It's the smell that people remember - the smell of hard work and the smell of a pay cheque.
Des de Belle who was a shearer in the dying days of the Yarralumla Woolshed in the 1960s remembered the pungent smell of the grease of the wool and of the kerosene that fuelled the machinery.
"There was a smell in the shearing shed of the wool," he said. "There was no smell until the action started but when it did start you thought it was special."
Mr de Belle, 90, was among a bunch of old hands who knew the woolshed when it was a vibrant part of the working Canberra economy and who met on Tuesday when the building was sign-posted on the Woden Heritage Trail.
The event prompted a flood of memories - old factory memories of the sheep and the men and machinery and the shearing time which meant wool cheques.
It was the mix of evocative odours which lingered - some said that you could smell the shed at shearing time for years after the place had fallen silent.
And the smell still lingers in the minds of old workers even until today.
The smell of cigarettes when shearers took a break. The smell of the sweat of hard-working men - always men in those days, though women now take up careers as shearers.
And lanolin, the oil that sheep excrete through the wool, and which is so useful to them and us that we, vain humans, use it to grease our faces and hands to keep them soft even today.
For Latin speakers, the name tells the story: it comes from lana (wool) and oleum (oil) - wool oil. The Romans smelt it. So did the shearers and roustabouts at Yarralumla Woolshed.
Adrienne Bradley used to accompany her father when he drove sheep to the shed on horseback. "I loved the smell," she said.
"We used to bring the sheep along the Cotter Road," she said, and when they arrived her father would go in first to warn the workers to mind their language.
Apart from the odour, she remembers that shearers had very smooth hands because of the lanolin - a lesson well learnt by cosmetics companies.
It was also the smell of success - the sweet smell that meant money.
The smell meant shearing and so the end of the cycle when the cheques would arrive. Robert Campbell who had a lease on land at Yarra Glen (the Campbells are the oldest white family in the region) said, "There was an excitement with the smell because it was your year's income coming after a year's work. It's very exciting."

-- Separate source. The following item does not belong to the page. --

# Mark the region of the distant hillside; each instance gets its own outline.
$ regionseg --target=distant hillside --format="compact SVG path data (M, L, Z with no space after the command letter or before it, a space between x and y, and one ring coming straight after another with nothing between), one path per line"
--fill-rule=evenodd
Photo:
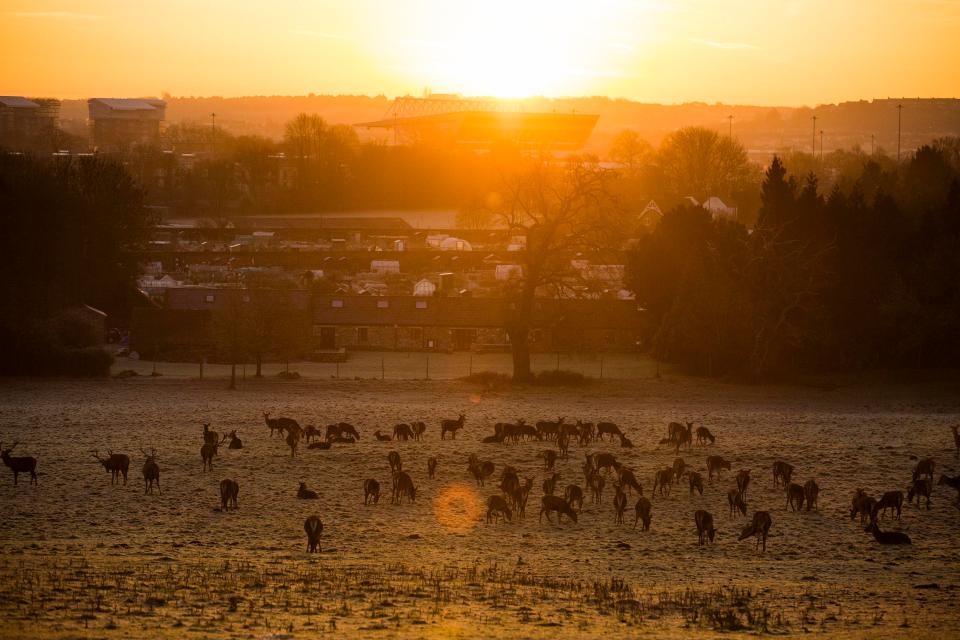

As a lad on a pony, he would help drive the sheep.
Another person in the gathering said that some shops in Goulburn would sell on credit through the year and then expect payment after shearing. "If I wanted to buy something, my father would say 'wait 'til the wool cheque comes in'," said Judy Corp.
The people who knew the shed in its heyday were gathering as the ACT government unveiled new signs for visitors explaining its history. There's a move to promote the wooden structure as a tourist attraction and as a venue for functions.
It was part of the history of Canberra when Canberra was barely an imagined city in a planner's mind. It is mostly part of the agricultural past but it was also used as a hostel for men who came to build the sewerage system nearly 100 years ago.
Today, it certainly exudes atmosphere.
The woolshed, on the southern side of Government House, near Curtin, was built in 1904. It closed for shearing in 1967, and its history seems to be ingrained in the wooden walls. It's easy to close your eyes and use a little imagination. "Shearers might have had a cigarette hanging out of their mouths," Linda Roberts, the organsier from ACT Heritage said. "There was the noise of the machinery. Men would have sent big fleeces flying out on the table. Men pressing them down."
She doesn't over-romanticise: "I can't imagine them singing Click go the Shears, but there might have been some whistling."
She says the empty building isn't the most important aspect. "It's the people and the stories. That's what gives me joy."